Michael Murphy has obtained permission from the Court of Appeal to appeal against a decision of the Secretary of State for the Home Department to certify a child’s human rights application. The child had made a human rights application when they were five years old, at which point the child did not meet paragraph 276ADE(1)(iv) of the Immigration Rules, in that at the date of application, he was not in the U.K for seven years. However, by the time that the child came before the Immigration Judge, he had been in the U.K for over seven years. His appeal was dismissed.

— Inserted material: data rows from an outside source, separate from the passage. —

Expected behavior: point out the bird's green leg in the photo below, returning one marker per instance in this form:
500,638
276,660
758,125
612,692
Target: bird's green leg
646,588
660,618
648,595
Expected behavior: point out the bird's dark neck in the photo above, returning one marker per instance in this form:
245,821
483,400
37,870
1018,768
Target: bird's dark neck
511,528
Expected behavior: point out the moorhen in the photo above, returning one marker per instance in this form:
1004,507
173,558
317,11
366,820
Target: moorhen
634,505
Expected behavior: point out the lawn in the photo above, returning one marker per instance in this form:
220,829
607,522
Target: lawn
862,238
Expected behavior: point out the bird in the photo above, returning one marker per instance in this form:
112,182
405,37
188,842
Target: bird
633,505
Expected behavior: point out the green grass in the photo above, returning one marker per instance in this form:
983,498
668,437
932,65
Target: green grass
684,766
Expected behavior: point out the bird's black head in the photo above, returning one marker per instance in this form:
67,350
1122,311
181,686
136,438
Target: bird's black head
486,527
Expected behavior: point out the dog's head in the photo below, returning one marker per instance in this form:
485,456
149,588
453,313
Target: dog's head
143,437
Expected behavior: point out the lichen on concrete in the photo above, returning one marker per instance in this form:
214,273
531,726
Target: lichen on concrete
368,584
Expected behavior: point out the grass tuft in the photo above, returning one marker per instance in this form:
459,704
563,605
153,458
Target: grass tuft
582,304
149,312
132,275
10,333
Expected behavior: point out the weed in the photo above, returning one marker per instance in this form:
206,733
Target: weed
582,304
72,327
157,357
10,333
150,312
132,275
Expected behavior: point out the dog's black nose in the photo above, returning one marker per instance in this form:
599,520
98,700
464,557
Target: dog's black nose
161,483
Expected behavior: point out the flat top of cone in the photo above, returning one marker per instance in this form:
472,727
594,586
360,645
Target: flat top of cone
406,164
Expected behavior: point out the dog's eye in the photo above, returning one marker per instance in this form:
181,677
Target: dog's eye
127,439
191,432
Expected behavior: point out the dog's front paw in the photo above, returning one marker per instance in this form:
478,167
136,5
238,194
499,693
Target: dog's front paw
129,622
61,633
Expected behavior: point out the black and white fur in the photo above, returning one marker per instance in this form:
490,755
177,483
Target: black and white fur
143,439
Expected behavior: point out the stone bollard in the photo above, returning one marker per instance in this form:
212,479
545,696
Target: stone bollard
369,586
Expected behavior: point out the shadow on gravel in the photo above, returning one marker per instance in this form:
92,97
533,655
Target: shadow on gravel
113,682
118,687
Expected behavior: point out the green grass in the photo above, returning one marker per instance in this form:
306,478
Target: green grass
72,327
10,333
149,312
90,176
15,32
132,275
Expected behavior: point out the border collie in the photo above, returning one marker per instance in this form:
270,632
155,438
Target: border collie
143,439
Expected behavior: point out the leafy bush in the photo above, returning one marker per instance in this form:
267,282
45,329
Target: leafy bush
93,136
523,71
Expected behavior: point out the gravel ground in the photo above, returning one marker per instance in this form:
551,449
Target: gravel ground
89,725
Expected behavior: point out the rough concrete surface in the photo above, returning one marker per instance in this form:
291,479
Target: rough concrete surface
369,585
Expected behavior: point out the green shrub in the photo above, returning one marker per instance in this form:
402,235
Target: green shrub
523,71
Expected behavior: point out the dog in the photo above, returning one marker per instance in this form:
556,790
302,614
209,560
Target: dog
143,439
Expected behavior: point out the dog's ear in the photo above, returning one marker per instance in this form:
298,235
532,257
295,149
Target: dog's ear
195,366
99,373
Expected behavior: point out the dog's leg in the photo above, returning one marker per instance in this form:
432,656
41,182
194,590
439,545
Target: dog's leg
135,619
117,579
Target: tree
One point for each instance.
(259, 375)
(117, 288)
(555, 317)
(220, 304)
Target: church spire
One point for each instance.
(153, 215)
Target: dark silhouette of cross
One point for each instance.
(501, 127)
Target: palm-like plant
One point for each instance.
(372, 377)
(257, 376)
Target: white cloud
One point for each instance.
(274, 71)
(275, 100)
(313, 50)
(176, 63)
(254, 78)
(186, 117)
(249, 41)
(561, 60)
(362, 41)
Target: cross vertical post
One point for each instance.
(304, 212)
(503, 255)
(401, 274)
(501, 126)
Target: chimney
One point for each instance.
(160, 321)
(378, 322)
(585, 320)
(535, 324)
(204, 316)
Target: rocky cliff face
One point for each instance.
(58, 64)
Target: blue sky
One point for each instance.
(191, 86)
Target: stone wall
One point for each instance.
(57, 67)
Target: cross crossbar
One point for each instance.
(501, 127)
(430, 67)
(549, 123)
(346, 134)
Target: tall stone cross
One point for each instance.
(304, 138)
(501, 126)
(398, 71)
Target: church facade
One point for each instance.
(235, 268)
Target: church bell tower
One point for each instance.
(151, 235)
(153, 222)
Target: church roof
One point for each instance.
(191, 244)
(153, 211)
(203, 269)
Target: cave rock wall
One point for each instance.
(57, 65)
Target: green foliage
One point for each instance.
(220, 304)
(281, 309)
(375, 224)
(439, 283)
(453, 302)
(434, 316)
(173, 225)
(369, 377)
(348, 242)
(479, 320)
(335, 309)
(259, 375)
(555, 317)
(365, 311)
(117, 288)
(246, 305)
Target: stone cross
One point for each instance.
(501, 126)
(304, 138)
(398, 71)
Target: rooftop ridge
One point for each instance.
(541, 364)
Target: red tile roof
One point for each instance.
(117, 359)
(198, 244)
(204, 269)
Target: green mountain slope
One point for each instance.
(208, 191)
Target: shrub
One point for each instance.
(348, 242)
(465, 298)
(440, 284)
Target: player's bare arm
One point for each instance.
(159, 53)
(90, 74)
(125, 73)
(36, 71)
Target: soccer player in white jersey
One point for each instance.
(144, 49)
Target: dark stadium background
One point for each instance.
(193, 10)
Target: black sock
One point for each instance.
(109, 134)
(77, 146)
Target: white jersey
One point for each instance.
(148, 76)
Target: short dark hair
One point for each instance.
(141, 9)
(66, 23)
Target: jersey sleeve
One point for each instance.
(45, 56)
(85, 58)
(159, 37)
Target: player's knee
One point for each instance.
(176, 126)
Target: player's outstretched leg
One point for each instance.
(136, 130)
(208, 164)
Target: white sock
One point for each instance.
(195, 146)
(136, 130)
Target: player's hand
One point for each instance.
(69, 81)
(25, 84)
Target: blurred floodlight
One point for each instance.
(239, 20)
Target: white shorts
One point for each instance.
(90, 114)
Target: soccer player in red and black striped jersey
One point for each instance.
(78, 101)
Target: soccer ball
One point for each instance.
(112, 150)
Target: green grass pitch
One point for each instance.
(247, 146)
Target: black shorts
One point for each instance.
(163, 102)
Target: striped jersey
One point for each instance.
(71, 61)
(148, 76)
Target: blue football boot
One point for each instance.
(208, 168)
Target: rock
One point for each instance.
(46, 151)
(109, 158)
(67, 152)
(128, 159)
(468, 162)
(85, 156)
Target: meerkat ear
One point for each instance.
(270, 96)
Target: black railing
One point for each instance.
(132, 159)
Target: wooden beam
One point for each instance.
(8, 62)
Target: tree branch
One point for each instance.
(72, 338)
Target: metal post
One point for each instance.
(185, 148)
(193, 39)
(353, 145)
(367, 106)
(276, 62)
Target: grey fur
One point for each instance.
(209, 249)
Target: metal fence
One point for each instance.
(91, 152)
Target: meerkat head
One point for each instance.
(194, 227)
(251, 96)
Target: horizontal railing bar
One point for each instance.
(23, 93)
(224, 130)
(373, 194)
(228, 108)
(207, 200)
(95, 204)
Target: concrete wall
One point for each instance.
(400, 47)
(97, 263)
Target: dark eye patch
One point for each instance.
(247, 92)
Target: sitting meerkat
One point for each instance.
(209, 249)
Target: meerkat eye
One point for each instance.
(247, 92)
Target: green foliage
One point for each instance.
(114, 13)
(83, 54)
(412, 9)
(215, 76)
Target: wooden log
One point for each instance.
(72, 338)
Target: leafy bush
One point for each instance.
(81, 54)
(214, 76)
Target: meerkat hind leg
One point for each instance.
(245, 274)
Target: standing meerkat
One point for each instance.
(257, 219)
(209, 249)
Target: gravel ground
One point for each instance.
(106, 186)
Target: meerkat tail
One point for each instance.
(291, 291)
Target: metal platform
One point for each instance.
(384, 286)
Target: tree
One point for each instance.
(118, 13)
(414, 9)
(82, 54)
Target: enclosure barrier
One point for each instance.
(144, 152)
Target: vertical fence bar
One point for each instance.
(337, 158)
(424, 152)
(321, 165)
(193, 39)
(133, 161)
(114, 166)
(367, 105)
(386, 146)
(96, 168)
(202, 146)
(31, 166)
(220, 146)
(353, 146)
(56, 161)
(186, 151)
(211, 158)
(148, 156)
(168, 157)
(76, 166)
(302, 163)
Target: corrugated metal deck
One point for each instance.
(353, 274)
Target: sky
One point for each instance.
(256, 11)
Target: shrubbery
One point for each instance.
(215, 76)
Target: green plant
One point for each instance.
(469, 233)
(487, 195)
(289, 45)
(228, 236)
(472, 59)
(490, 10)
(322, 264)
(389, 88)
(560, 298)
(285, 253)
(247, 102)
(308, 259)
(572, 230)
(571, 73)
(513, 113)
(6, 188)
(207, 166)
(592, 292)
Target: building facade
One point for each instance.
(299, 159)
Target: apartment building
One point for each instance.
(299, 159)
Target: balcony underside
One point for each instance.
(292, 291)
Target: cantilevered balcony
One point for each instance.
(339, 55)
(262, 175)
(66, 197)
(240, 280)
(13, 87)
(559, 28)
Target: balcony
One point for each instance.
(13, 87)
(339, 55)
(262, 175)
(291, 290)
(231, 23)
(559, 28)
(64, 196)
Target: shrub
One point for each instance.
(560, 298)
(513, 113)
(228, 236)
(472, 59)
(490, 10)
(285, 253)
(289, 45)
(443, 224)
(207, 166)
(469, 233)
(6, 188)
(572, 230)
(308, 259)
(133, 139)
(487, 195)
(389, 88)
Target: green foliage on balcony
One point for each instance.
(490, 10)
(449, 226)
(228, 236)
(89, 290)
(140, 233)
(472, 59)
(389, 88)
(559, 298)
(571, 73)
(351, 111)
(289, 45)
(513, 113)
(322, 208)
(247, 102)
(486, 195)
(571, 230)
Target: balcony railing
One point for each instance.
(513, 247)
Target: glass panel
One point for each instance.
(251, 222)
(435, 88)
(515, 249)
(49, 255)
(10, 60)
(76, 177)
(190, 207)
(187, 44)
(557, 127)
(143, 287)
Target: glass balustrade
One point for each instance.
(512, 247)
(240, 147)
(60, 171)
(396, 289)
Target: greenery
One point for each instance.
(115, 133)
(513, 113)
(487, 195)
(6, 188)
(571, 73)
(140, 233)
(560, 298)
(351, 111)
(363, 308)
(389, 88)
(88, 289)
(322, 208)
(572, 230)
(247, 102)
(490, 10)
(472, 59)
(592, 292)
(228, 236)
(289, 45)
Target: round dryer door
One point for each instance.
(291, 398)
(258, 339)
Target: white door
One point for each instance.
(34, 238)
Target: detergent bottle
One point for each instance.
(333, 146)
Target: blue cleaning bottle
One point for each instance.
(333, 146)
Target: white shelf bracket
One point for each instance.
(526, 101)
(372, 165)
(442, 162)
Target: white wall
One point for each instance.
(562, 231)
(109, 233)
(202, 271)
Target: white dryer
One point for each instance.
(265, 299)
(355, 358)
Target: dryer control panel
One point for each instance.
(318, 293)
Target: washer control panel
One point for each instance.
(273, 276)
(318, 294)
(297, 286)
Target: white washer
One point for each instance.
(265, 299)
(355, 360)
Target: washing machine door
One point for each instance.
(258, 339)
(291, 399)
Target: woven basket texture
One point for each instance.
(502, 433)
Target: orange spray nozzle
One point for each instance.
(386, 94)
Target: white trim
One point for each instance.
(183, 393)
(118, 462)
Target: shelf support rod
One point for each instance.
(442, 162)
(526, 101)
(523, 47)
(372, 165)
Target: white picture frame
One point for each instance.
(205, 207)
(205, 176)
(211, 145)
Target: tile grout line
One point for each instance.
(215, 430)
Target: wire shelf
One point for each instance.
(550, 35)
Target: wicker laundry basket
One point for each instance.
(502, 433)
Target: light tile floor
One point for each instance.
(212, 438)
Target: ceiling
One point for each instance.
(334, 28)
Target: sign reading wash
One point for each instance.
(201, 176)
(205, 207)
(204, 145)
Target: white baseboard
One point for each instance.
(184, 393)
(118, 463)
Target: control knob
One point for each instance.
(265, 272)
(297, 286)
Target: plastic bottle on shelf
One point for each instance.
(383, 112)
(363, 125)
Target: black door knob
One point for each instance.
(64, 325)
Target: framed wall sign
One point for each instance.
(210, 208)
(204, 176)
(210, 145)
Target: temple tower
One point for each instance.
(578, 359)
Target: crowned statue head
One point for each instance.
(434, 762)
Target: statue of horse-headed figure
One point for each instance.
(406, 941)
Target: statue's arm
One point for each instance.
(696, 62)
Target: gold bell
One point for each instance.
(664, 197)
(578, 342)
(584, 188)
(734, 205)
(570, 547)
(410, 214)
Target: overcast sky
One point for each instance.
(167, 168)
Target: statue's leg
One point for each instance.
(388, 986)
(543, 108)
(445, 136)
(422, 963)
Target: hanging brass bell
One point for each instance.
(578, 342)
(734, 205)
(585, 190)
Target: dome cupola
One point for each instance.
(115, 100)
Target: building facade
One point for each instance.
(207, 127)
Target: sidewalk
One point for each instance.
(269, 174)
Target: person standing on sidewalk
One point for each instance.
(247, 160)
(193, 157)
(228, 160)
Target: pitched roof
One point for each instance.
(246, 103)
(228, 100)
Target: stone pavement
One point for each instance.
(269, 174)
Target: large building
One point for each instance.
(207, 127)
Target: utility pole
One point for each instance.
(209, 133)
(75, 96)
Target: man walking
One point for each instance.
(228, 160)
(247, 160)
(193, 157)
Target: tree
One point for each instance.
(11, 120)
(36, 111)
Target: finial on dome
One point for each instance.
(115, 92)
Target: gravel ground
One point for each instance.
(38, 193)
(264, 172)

The Secretary of State for the Home Department did not remove the child or his family after the appeal, and the family therefore made a further human rights application. By this stage, the child did meet 276ADE(1)(iv). Permission for Judicial Review was refused by the Upper Tier Tribunal, both on the papers and indeed after hearing oral argument. However, the Court of Appeal have granted leave on the point.
The issue in the matter is whether the Secretary of State for the Home Department erred in certifying the child’s case. Case law and indeed the Secretary of State for the Home Department’s own guidance, indicate that the passage of time is a relevant factor for a court to consider. In addition, case law suggests that “significant weight” should be given to the fact that a child meets 276ADE(1)(iv). Of course, in addition to the above, the parents could arguably also argue that in relation to 117(B)(6), that they had a parental relationship with a qualifying child.